February 18, 2015
Updated September 5, 2017 4:13 p.m.
What does the future hold for media in the digital age? This is the question that students and faculty at USC Annenberg are faced with, and are trying to answer each day. Tuesday afternoon, the question was posed to two of the most influential people in media: Chairman and CEO of Disney, Bob Iger, and Editor of Vanity Fair, Graydon Carter.
Starting with Vanity Fair, Iger asked Carter about the state of the magazine business and print versus digital. As a monthly magazine, Vanity Fair covers news in a way that is “halfway between the first onslaught of the story, and a book,” Carter said. But in addition to the expectation of strong monthly content that tackles stories in a wider context, there is also the expectation that the brand offer content online in a more time-sensitive manner.

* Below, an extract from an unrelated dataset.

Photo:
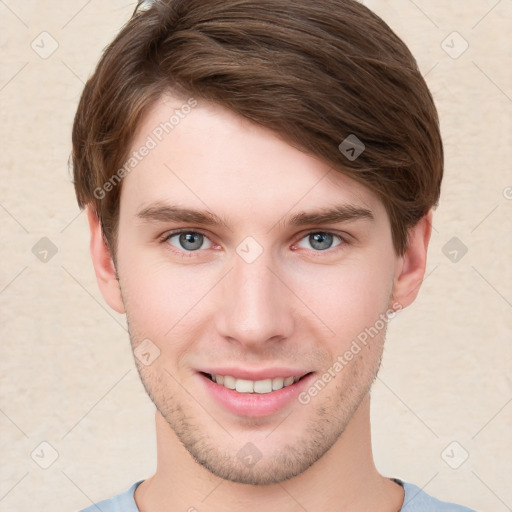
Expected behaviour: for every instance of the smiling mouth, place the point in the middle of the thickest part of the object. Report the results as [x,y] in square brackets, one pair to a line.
[253,386]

“How important is it that it exists in atoms instead of bits?” Iger asked Carter of continuing to publish a physical print magazine. Carter explained there has been a generational shift in the consumption of media. He offered the example that 10 years ago, parents would have had a stack of Disney films in their living room. Then five years ago it would be a collection of DVDs. Now, there’s no physical object because those same films are being streamed online. Vanity Fair has experienced that same evolution, with their website and tablet edition, while maintaining their original magazine. In discussing the magazine itself, Iger asked Carter about the role of longform journalism, now that stories can be broken down into lists or 140 character tweets. Length doesn’t matter, Carter responded, because its well-done people will read it.
"A great 30-page magazine article ends before you know it,” Carter said.
Soon the conversation turned to what sells content, and Carter turned the tables on Iger — taking on his more natural role of interviewer instead of interviewee. He asked the Disney CEO about the media company’s audience: Disney would grab kids’ attention around age two and would lose them around 10. Mixed in would be parents and grandparents, of course, but there were large generational gaps that Disney couldn’t seem to fill. “We just had to get better,” Iger said. “We had to make things that were ... more likeable.” Iger explained that these conversations often centered on whether Disney should change its standards, adding more violence or “saucier language.” Rather than change Disney, Iger looked at acquiring other properties to fill these roles, like Marvel Studios and Lucasfilm.
The conversation eventually transitioned into a question-and-answer session with the audience. Jonathan Taplin, professor and director of the Annenberg Innovation Lab, noted the increased prevalence of piracy — he even mentioned how easy it was to find The Avengers online via a simple Google search. “Do either of you think Google could be more supportive of the creative community?” Taplin asked. Iger said he has spoken to Google, and that over time the search-engine has become more receptive. However, it is a “whack-a-mole” situation due to the sheer volume of pirated material that exists. Iger said the important thing for people to understand is that content has value. “The distribution of pirated goods really has no value to society,” he said. The final question was asked by a student, who was curious what Iger and Carter look for in young employees and what advice they’d give USC Annenberg students. Iger noted the value of classroom and practical experience, specifically commenting on the USC Annenberg Media Center as a great example of how these two qualities can come together. “I benefitted a lot from showing an interest in learning and doing at the same time,” Iger shared. His went into his first job as a production assistant with more practical experience than his colleagues. Carter said simply: “If you can write a great, really charming letter, you can get in to see anyone.”